ECE2017 Eposter Presentations: Adrenal and Neuroendocrine Tumours Endocrine tumours and neoplasia (50 abstracts)
Laboratory of Biochemistry and Immunology, Veterinary Medical Center and College of Veterinary Medicine, Chungbuk National University, Cheongju, Chungbuk, Republic of Korea.

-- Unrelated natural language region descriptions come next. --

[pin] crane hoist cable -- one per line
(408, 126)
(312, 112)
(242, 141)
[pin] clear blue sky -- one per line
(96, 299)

Breast cancers that are estrogen receptor (ER)/progesterone receptor (PR)-positive are more likely to respond to hormone-related treatments than tumors that are ER/PR-negative. The present study investigated the effect of progesterone (P4) on 17β-estradiol (E2)-induced cell proliferation, apoptosis, EMT, and migratory and invasive features of MCF-7 clonal varient (CV) breast cancer cells that are ER/PR-positive. Preferentially, E2 was verified to induce breast cancer progression by stimulating cell proliferation, EMT, and migration of MCF-7 CV breast cancer cells. On the other hand, P4 reduced E2-induced MCF-7 CV cell proliferation by down-regulating the protein expression of cyclin D1 and E1 and induced apoptosis of MCF-7 CV cells by up-regulating Bax and p53 and by down-regulating Bcl-2. Also, P4 appeared to inhibit E2-induced EMT process by increasing mRNA and protein expression of E-cadherin, a crucial epithelial marker, as well as by reducing the expression of mesenchymal markers such as N-cadherin and vimentin and EMT-associated transcription factors such as snail and slug. Eventually, E2-induced migration and invasion ability of MCF-7 CV cells and the protein expression of proteolytic enzymes such as MMP-9 and cathepsin B were reduced by P4 treatment. Co-treatment of RU486, a PR inhibitor, restored the inhibited cellular migration and invasion and the reduced expression of proteases by P4 to the control levels, suggesting the involvement of PR in P4-induced inhibition on migration and invasion of MCF-7 CV cells. Taken together, P4 treatment may be suggested as an effective tool for suppression of human breast cancer progression and metastasis. (This work was supported by a grant from the Next-Generation BioGreen 21 Program (no. PJ011355-2015), Rural Development Administration, Republic of Korea.)
Keywords: Progesterone; breast cancer cells; epithelial-mesenchymal transition; metastasis; migration.